SoylentNews is people
SoylentNews
from the for-those-who-ask-for-javascript dept.
A very interesting attack was unveiled in Friday, 24 June by Daniel Gruss, Clémentine Maurice, Stefan Mangard. Maybe the Rowhammer is the next Hearthbleed, or worse?
As DRAM has been scaling to increase in density, the cells are less isolated from each other. Recent studies have found that repeated accesses to DRAM rows can cause random bit flips in an adjacent row, resulting in the so called Rowhammer bug. This bug has already been exploited to gain root privileges and to evade a sandbox, showing the severity of faulting single bits for security. However, these exploits are written in native code and use special instructions to flush data from the cache.
In this paper we present Rowhammer.js, a JavaScript-based implementation of the Rowhammer attack. Our attack uses an eviction strategy found by a generic algorithm that improves the eviction rate compared to existing eviction strategies from 95.2% to 99.99%. Rowhammer.js is the first remote software-induced hardware-fault attack. In contrast to other fault attacks it does not require physical access to the machine, or the execution of native code or access to special instructions. As JavaScript-based fault attacks can be performed on millions of users stealthily and simultaneously, we propose countermeasures that can be implemented immediately.
http://arxiv.org/abs/1507.06955
Full report can be found here (PDF)
(Score: 2, Interesting) by anubi on Wednesday July 29 2015, @06:25AM
Unfortunately for the rest of us, a lot of business sites insist on JS being enabled.
Like you say, you would not do such a thing. Other people may. Neither you nor I can stop them. But we can ignore them.
Some of us do.
I started using NoScript after I was repeatedly nailed with malware.
From what I can tell, a lot of businesses are not aware of the problems malware causes the rest of us.
I believe the problem is the person with the authority to hire and instruct webmasters does not personally assume the responsibility of maintaining his own machine. He makes enough money he simply has someone else deal with the problem. So, he remains quite ignorant of the state of malware on the web.
This means the rest of us have to assume the risk to visit his site.
I feel as uneasy visiting their site as I do eating food served to me in a dirty plate.
If its not a business I am intent on engaging, usually the first admonition to enable javascript on my machine is sufficient to cause me to abandon their page.
A lot of businesses do not need customers that bad. So what if a few of us have got digital indigestion and do not like to ingest webpages containing mechanisms commonly used to inject malware. Probably not the kind of customer the business wants anyway. Business likes obedient customers. A lot of us have shown disobedience by not allowing their scripts to run willy nilly in our machine.
The web page is often a business' first impression to a customer. How many malware-aware customers simply click away from his site just as people would abandon a restaurant serving food in dirty dishes?

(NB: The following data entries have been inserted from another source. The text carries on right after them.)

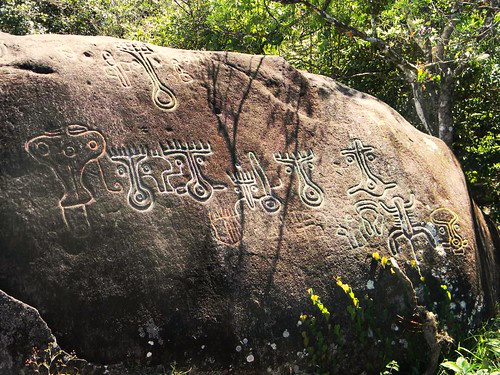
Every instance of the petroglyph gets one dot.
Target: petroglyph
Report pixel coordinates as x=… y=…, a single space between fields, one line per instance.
x=405 y=229
x=115 y=69
x=226 y=226
x=372 y=221
x=302 y=164
x=140 y=197
x=67 y=152
x=162 y=96
x=254 y=187
x=190 y=158
x=370 y=183
x=448 y=230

"Prove all things; hold fast that which is good." [KJV: I Thessalonians 5:21]
(Score: 0) by Anonymous Coward on Monday August 03 2015, @09:13AM
I completely agree. Give me HTML & CSS that my browser can display. You can keep the JS, I don't want (or need) it.

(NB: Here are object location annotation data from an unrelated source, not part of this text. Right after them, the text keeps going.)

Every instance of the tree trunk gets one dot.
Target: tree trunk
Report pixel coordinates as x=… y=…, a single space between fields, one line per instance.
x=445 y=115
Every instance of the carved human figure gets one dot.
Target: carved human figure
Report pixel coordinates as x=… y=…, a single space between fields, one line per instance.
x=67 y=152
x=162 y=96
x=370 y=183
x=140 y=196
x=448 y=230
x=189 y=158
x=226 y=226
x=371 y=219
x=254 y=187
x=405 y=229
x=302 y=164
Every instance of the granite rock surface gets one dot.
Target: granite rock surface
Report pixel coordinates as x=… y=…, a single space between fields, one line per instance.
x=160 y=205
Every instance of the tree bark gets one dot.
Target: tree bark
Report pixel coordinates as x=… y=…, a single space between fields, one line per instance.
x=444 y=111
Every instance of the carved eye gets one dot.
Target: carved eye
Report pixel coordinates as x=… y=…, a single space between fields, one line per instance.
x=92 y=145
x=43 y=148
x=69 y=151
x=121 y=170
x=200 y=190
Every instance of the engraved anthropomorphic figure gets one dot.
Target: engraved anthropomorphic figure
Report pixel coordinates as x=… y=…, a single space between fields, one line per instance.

...the person with the authority to hire and instruct webmasters does not personally assume the responsibility of maintaining his own machine. He makes enough money he simply has someone else deal with the problem.
However the issue is not whether or not this person notices any personal annoyance, they also run the risk of losing their data, etc. Additionally (if/when they get infected) they will be responsible for propagating whatever malware they've picked up onto their local network or even around the internet.
The issue is javascript is a scourge to be eliminated. Want your site to run fancy-schmancy code? Run it on your server, don't force me to open holes on my system you could fly a galaxy cruiser through.